Im späteren Verlauf des Sommers (Varsha-Rtu) unterstützen dann vorwiegend Lebensmittel mit Bitterstoffen wie Artischocken, Spinat, Rosmarin oder Minze dabei, Pitta zu reduzieren und Agni zu stärken. Sie regen die Stoffwechselprozesse und die Verdauungsorgane Leber, Galle und Bauchspeicheldrüse an. Besonders Honig wird im Ayurveda für seine Agni-stärkende Wirkung hervorgehoben. Ihm wird eine verjüngende, stoffwechselanregende, zellerneuernde und fettverbrennende Wirkung nachgesagt.
- Viel trinken
Auch wenn man meinen könnte, im Sommer kühlten uns eiskalte Getränke ab – Ayurveda empfiehlt auch zwischen Juni und Oktober, Getränke mit Raumtemperatur oder Tee zu trinken. Nicht das Getränk an sich soll kalt sein, sondern seine Inhaltsstoffe stattdessen eine kühlende Wirkung entfalten.
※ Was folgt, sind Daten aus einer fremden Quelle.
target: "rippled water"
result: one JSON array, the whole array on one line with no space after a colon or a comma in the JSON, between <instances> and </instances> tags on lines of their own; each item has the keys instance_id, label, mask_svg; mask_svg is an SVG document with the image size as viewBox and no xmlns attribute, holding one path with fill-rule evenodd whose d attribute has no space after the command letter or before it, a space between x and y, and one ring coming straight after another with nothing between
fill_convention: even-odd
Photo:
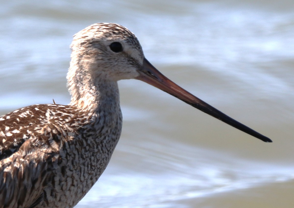
<instances>
[{"instance_id":1,"label":"rippled water","mask_svg":"<svg viewBox=\"0 0 294 208\"><path fill-rule=\"evenodd\" d=\"M76 207L293 207L294 3L238 2L3 1L0 112L68 103L72 36L120 24L166 75L274 142L145 83L120 81L121 140Z\"/></svg>"}]
</instances>

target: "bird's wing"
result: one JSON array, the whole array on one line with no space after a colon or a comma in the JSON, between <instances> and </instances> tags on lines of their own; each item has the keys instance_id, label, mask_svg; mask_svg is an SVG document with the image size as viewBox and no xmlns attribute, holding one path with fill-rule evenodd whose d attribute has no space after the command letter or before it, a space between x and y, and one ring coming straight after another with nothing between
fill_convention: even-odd
<instances>
[{"instance_id":1,"label":"bird's wing","mask_svg":"<svg viewBox=\"0 0 294 208\"><path fill-rule=\"evenodd\" d=\"M55 112L56 108L65 107L34 105L0 117L0 160L17 151L24 142L32 137L38 136L40 139L47 140L48 137L41 133L44 134L48 131L47 128L50 127L46 125L54 123L54 120L58 115L55 115L57 114Z\"/></svg>"},{"instance_id":2,"label":"bird's wing","mask_svg":"<svg viewBox=\"0 0 294 208\"><path fill-rule=\"evenodd\" d=\"M32 148L32 143L26 140L17 152L0 161L1 208L33 207L43 202L58 151L46 144Z\"/></svg>"},{"instance_id":3,"label":"bird's wing","mask_svg":"<svg viewBox=\"0 0 294 208\"><path fill-rule=\"evenodd\" d=\"M36 105L0 117L0 208L43 202L59 162L61 136L66 137L56 123L46 120L54 119L50 110Z\"/></svg>"}]
</instances>

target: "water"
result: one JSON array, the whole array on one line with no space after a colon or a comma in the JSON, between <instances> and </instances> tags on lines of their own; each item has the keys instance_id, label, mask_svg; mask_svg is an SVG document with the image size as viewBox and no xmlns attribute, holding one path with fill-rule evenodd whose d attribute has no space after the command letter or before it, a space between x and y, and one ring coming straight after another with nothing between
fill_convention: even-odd
<instances>
[{"instance_id":1,"label":"water","mask_svg":"<svg viewBox=\"0 0 294 208\"><path fill-rule=\"evenodd\" d=\"M68 103L72 36L120 24L164 74L273 143L120 81L121 140L76 207L293 207L293 2L3 1L0 112Z\"/></svg>"}]
</instances>

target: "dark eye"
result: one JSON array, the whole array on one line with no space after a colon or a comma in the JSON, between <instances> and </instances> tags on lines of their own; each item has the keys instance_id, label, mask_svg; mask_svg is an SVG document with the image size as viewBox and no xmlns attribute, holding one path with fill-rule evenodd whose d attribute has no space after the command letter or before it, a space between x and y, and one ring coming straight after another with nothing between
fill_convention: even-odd
<instances>
[{"instance_id":1,"label":"dark eye","mask_svg":"<svg viewBox=\"0 0 294 208\"><path fill-rule=\"evenodd\" d=\"M118 42L113 42L109 45L109 47L112 51L116 53L123 51L123 46L121 43Z\"/></svg>"}]
</instances>

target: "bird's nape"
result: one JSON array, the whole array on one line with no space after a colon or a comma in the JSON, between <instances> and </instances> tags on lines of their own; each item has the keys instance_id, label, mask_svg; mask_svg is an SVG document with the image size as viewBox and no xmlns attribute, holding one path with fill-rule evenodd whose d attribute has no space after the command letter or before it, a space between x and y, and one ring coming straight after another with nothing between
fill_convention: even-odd
<instances>
[{"instance_id":1,"label":"bird's nape","mask_svg":"<svg viewBox=\"0 0 294 208\"><path fill-rule=\"evenodd\" d=\"M136 79L174 96L200 110L266 142L269 138L236 121L183 89L161 73L146 58Z\"/></svg>"}]
</instances>

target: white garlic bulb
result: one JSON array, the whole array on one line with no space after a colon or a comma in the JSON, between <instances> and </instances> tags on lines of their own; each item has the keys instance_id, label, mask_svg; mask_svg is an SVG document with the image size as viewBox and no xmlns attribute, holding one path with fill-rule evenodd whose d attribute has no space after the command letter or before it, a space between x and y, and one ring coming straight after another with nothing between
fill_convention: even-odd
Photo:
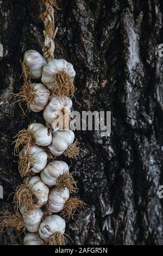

So helfen uns Pfefferminze und Minze beispielsweise dabei, unseren Körper abzukühlen und unser Verdauungsfeuer zu entfachen, ohne dabei jedoch den Körper weiter zu erhitzen. Zugleich werden Entzündungen gelindert.
Pitta-Tee Rezept[1]:
1 l Wasser
1 EL zerdrückte oder klein gehackte Pfefferminzblätter
1 EL zerdrückte oder klein gehackte grüne Minzblätter
1 Messerspitze Safranfäden
1 EL natürliches Süßungsmittel deiner Wahl (Honig, Reissirup, Vollrohrzucker, etc)
Lass die Pfefferminz- und grünen Minzblätter im Wasser aufkochen und für drei Minuten ziehen. Nimm den Topf anschließend vom Herd und gib den Safran und das Süßungsmittel dazu. Abgießen und kühl (aber ohne Eiswürfel) servieren.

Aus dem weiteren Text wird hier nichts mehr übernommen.